In a major victory for organized labor, unions will have an easier time signing up airline and railroad workers after the Obama administration Monday changed a 76-year-old rule on union elections.
The change is the most significant so far in a string of White House moves designed to boost unions, which are struggling to reverse years of decline in membership.
The new rule, announced by the three-member National Mediation Board, would recognize a union if a simple majority of workers who cast ballots approve organizing. The previous rule required a majority of the entire work force to favor unionizing. That meant workers choosing not to vote at all were effectively counted as "no" votes.
Airlines that fought the change say it will lead to more labor disputes that could disrupt commerce and increase delays in an industry already reeling from recession, higher fuel costs and stepped-up security measures.
The most immediate impact of the change would be at Delta Air Lines Inc., where unions are trying to organize about 20,000 flight attendants. Unions are also expected to target workers at smaller carriers, including Allegiant Air, JetBlue Airways, Republic Airways and SkyWest.
"We applaud the NMB for taking this historic and courageous step to bring democracy to union elections," said Patricia Friend, president of the Association of Flight Attendants-CWA.
But the Air Transport Association, which represents most major airlines, is expected to file a lawsuit challenging the new rule.
"It is quite clear to us that the NMB was determined to proceed despite the proposed rule's substantive and procedural flaws, leaving us no choice but to seek judicial review," the industry group said in a statement.
The rule will take effect 30 days after publication Tuesday in the Federal Register. The flight attendants' union said it would seek a representation election at Delta soon afterward.

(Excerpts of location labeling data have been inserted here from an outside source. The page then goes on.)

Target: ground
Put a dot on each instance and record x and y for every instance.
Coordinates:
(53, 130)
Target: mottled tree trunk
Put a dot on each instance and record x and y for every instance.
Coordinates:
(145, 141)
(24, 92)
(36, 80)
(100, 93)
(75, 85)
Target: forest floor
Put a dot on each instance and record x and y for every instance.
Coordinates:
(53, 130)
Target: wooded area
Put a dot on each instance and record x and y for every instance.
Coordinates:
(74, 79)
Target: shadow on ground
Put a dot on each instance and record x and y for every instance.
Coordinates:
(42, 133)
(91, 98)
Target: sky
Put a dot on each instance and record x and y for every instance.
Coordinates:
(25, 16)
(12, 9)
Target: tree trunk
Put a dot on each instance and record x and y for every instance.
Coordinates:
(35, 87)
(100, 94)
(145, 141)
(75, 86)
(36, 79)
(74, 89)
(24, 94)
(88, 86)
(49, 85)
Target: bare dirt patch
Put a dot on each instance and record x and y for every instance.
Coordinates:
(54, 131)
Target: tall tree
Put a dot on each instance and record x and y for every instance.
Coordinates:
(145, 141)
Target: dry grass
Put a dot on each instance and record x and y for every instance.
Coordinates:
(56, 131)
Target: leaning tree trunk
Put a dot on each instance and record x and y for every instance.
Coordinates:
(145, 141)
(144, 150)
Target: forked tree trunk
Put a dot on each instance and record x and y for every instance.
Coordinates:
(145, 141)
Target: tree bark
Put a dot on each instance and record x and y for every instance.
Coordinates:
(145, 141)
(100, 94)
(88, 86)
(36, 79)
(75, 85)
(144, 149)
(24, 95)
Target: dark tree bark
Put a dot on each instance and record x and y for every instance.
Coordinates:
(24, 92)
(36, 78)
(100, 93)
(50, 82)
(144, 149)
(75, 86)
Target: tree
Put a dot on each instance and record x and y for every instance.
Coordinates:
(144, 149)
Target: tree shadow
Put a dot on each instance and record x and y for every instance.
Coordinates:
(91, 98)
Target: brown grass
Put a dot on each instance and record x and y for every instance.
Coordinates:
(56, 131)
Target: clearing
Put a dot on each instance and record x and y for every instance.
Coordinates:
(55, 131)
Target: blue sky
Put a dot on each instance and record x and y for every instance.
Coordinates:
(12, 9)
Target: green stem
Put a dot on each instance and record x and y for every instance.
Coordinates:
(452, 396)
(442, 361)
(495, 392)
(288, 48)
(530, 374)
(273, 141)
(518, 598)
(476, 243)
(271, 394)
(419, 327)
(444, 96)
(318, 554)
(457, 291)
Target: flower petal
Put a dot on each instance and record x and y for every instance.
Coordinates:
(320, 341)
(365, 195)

Proponents of the change say the old rule ran contrary to democratic standards, where the outcome of an election is determined by the majority of those who vote. The change puts union elections at airlines and railroads under the same procedures followed by most other companies, which are overseen by the National Labor Relations Board.
"After decades of operating within a system that is rigged against them, rail and aviation workers have at least gained a right that most of us take for granted," said Edward Wytkind, president of the AFL-CIO Transportation Trades Department.
The board proposed the rule change in October after a request from the AFL-CIO. That request came soon after President Barack Obama named Linda Puchala — the former head of a flight attendant union — to a seat on the board, shifting the balance of power.
The final rule was approved 2-1, with chairwoman Elizabeth Dougherty issuing a fierce dissent. Dougherty, appointed by President George W. Bush, said the change is "an unprecedented departure for the NMB and represents the most dramatic policy shift in the history of the agency."
Delta spokeswoman Gina Laughlin said Delta would support an industry lawsuit challenging the rule change.
"While disappointed, we are not surprised by the majority members' decision in view of the way this rule change has been handled," Laughlin said.
Airlines and railroads employ more than 500,000 workers, and about two-thirds of those are already in unions. That's much higher than the overall union membership rate of 12 percent.
One exception to the higher rate of union representation is at Delta, where only about 15 percent of workers were union members before the carrier merged with heavily unionized Northwest Airlines two years ago. Unions representing flight attendants and ground workers who worked for Northwest want the new rules to cover elections at the combined carrier.
In a 2008 election, 5,253 Delta flight attendants voted to be represented by the AFA. But the union lost under the old election rules because the roughly 8,000 flight attendants who didn't vote were counted as "no" votes.
The new election rules will also help the International Association of Machinists and Aerospace Workers, which represents Northwest ground workers such as baggage handlers and gate agents. Delta says it has roughly 30,000 workers in that group, including roughly 10,000 who came from Northwest.
AP Airlines Writer Joshua Freed in Minneapolis contributed to this report.